When applied to dry soil, NH₃ losses typically remained minimal for days until rainfall occurred. The urea hydrolysis reaction requires water to proceed, so the reaction rate will tend to be limited by dry soil at the surface. Application to moist soil resulted in immediate volatization, specifically for surface-applied urea. Moist soil is defined as having a water content at 10 cm (4") depth greater than 29%. This would represent soil conditions that are borderline acceptable for field traffic. In moist soils, NH₃ losses would remain high until a rainfall event occurred to move the fertilizer N down into the soil.

Regardless of the initial soil moisture, a heavy rainfall would reduce but not eliminate subsequent NH₃ losses after an initial spike. Very large rainfall events (>2 inches/day [>50 mm/day]) were required to reduce NH₃ losses dramatically. Generally, the more rainfall, the less NH₃ loss. As a general rule, receiving 3 inches (76 mm) of rainfall over the 21-day measurement period was enough to limit NH₃ losses to 13 lbs N/acre on average (though losses from untreated urea were always high).

Post-application, a light rainfall (<0.15 inches [<4 mm]) was possibly the worst situation regarding NH₃ losses, especially on dry soil with higher clay content (less sand) (Figure 8). It appears that adding a small amount of moisture, but not enough to drive the downward movement of N into the soil profile, favors volatilization. Additionally, in a very dry year, disrupting the soil to inject the urea could cause more volatilization than leaving the urea on the surface because it exposed the urea to a small amount of soil moisture. For instance, at Adair, IL (2023) N was applied at the V5 growth stage to very dry soils followed by a cumulative rainfall of 0.1 inch (2.5 mm) during the 14-day measurement period. In this scenario the injected urea treatment had the greatest volatilization (26.5 lbs N/acre) compared to any other treatment (e.g. urea broadcast lost 4.9 lbs N/acre). Urease inhibitors demonstrated the most value in conditions where high volatilization losses were expected; applications onto wet soils, or after a light rainfall when applied onto dry soils.

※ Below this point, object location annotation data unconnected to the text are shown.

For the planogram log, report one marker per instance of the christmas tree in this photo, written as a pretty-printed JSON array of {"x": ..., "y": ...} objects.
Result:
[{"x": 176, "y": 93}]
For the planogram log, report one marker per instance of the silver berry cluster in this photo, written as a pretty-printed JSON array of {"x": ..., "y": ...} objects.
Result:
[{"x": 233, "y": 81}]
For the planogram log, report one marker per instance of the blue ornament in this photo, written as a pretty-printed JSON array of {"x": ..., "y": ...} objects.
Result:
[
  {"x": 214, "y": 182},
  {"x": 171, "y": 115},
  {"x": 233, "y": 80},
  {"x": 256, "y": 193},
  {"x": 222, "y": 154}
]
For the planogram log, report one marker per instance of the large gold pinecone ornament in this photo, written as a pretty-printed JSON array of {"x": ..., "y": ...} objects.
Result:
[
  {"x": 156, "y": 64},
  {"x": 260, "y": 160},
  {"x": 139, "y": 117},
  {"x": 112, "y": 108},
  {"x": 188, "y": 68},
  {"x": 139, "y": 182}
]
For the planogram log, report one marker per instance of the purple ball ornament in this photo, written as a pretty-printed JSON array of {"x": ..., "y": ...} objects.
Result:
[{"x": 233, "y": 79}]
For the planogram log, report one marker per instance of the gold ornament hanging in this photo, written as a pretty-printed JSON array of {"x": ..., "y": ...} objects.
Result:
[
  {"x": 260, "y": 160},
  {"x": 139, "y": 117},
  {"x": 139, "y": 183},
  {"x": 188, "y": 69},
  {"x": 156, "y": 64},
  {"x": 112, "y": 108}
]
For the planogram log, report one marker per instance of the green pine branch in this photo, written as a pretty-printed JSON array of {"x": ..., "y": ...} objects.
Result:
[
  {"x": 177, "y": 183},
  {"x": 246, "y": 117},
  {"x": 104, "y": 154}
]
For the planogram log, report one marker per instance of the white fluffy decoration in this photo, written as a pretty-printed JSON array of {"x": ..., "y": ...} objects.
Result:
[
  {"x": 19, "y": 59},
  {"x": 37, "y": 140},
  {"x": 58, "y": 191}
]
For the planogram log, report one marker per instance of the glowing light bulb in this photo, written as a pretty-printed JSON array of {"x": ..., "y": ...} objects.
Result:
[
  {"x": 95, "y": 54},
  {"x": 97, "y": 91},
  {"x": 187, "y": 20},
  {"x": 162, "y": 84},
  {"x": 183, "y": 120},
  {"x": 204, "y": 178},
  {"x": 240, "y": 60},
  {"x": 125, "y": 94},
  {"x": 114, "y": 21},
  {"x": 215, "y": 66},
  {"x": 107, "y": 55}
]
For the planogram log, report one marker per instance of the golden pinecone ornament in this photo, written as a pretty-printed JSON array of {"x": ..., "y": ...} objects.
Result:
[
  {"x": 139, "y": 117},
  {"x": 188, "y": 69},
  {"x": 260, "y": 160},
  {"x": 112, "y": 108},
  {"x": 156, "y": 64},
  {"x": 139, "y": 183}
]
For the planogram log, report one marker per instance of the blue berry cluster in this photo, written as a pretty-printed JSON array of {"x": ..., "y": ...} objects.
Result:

Soil texture was an important feature that modified the interaction of volatilization and rainfall. The coarser the soil texture (i.e., as sand content increased), the less rainfall that was required to reduce NH₃ losses. This can be seen in Figure 7, comparing volatilization losses and rainfall at Winchester (20-26% sand) and Ridgetown (51-60% sand). Coarser soils may allow for more rapid downward movement of dissolved N. NH₃ losses can remain minimal for days after application to dry soil until rainfall (>0.1 inch [>3 mm]) occurs (Figure 8). Heavy rainfall could reduce the N losses after an initial spike at Ridgetown (2021), whereas the highest NH₃ peak was observed after the large rainfall event at Winchester (2022). Additionally, at Adair (2022) where soil contains a similar sand content to Winchester (26% sand), heavy rainfall (>1.7 inches [>43 mm]) triggered the NH₃ losses, resulting in the highest peak. This difference arises because the field capacity at Ridgetown is around 20% of soil volumetric water content (SVWC), while that in Winchester and Adair is around 30% of SVWC. Thus, in Ridgetown, the dissolved N experienced rapid downward movement unlike in Adair or Winchester by heavy rainfall, preventing NH₃ from volatilizing.

N loss via volatilization can be measured in fields following N application using fairly simple tools. The outcomes from this work indicated that urea has a greater risk of N loss via volatilization compared to UAN, regardless of application timing. If urea is to be top-dressed or broadcast and incorporation via tillage is not possible, we recommend urease inhibitors, especially at later application timings where NH₃ losses are expected to be substantial.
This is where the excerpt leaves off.